February 27, 2024

Escape from Mogadishu: North and South Alliances in Africa

Aside from BTS and Bong Joon-ho, most Americans probably don't consider South Korea a major player on the world stage. As for North Korea, they've been designated as a longshot threat run by an insane leader with a hot temper and nuclear weaponry. I don't know if such hierarchical political views of the earth do us well. We all occupy the same planet and wars between two nations can assume global importance soon enough. Israel and Palestine, anyone? In truth, the conflicts, genocides, uprisings and dictatorships concern us all. As Toni Morrison once put it: "The function of freedom is to free someone else." If we're not moved my the decimation in the Middle East, the Democratic Republic of the Congo or the Ukraine, how civilized are we really? And so, a movie like Escape from Mogadishu, about South and Korean diplomats working together to find safe harbor amid a civilian rebellion in Somalia has plenty to say about governance, negotiations, police brutality, children with guns...

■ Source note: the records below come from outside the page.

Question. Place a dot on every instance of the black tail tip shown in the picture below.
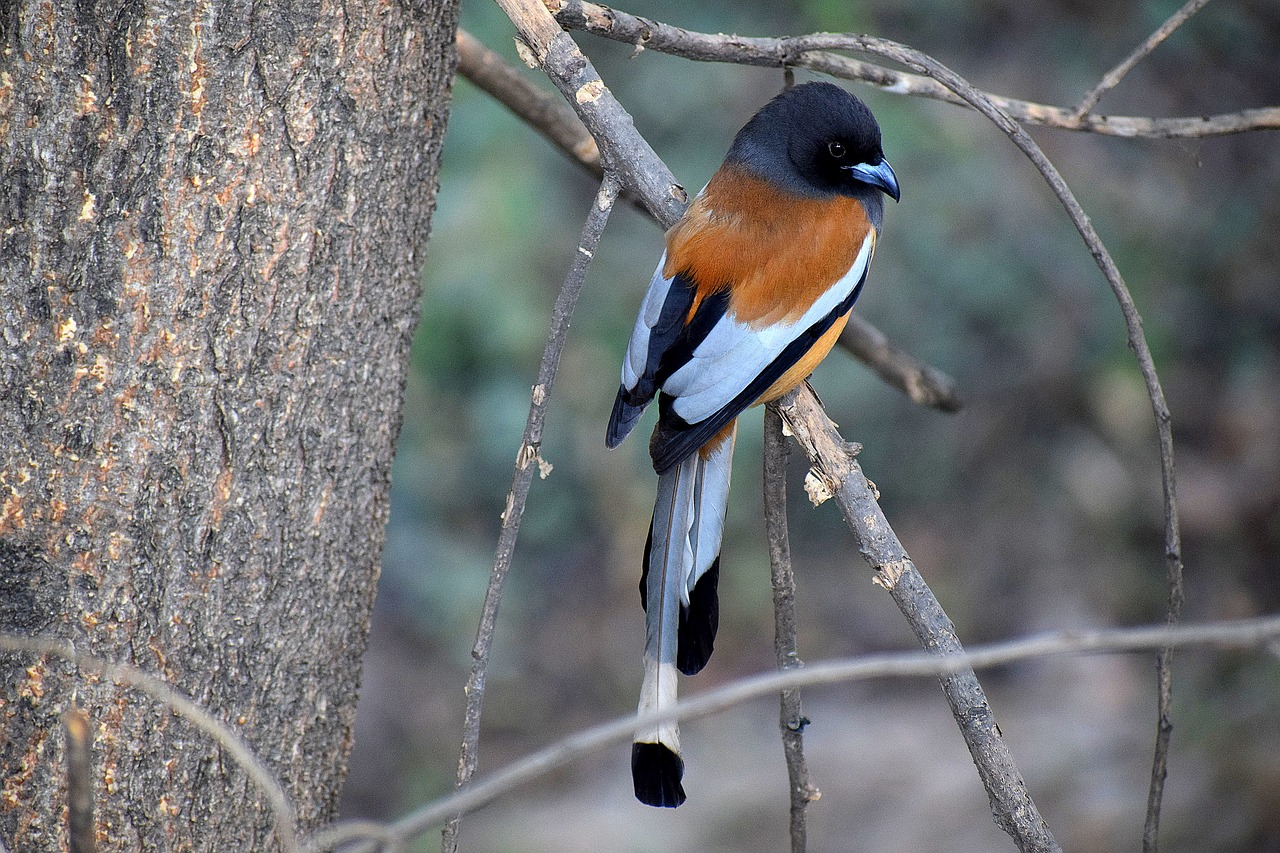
(656, 771)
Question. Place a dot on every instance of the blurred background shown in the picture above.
(1036, 509)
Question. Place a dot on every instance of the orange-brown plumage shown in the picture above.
(758, 282)
(776, 251)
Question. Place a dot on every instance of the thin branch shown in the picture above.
(791, 720)
(923, 383)
(1112, 77)
(1249, 633)
(839, 475)
(528, 460)
(786, 51)
(640, 168)
(551, 115)
(81, 833)
(231, 742)
(1137, 342)
(920, 382)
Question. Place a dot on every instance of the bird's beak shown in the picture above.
(878, 176)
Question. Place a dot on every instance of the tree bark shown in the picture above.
(211, 217)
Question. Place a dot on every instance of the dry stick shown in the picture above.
(549, 114)
(776, 53)
(553, 118)
(528, 460)
(1137, 342)
(218, 731)
(644, 172)
(1247, 633)
(841, 477)
(1112, 77)
(791, 719)
(81, 834)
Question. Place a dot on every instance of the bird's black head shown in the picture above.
(817, 140)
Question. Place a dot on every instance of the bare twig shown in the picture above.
(1251, 633)
(787, 51)
(840, 477)
(528, 461)
(616, 135)
(641, 170)
(1137, 342)
(81, 833)
(282, 807)
(1112, 77)
(923, 383)
(791, 719)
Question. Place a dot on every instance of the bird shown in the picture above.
(754, 287)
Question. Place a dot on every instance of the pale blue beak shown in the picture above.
(880, 176)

As the South's Ambassador Han, Kim Yoon-seok is morally slippery but well-intentioned. His stoic ounterpart Ambassador Rim, Huh Joon-ho brings a respectfulness not always accorded the neighbors from the North. (Each has a hot-headed assistant played by Zo In-sung and Koo Kyo-hwan respectively.) Once the two sides team up (seeking assistance from Italy and Egypt, not the U.S. and China by the way), Ryu Seung-wan's historical drama really gets cooking. I don't know whether the fleeing Koreans really wrote blood types on their children's arms or bulletproofed their cars by duct-taping hardcover books on the hood but it sure leads to one of the most exhilarating getaways in recent memory. Which isn't to say the survivors have escaped everything. Not by a long shot. And that acknowledgment makes Escape from Mogadishu not just good but very good.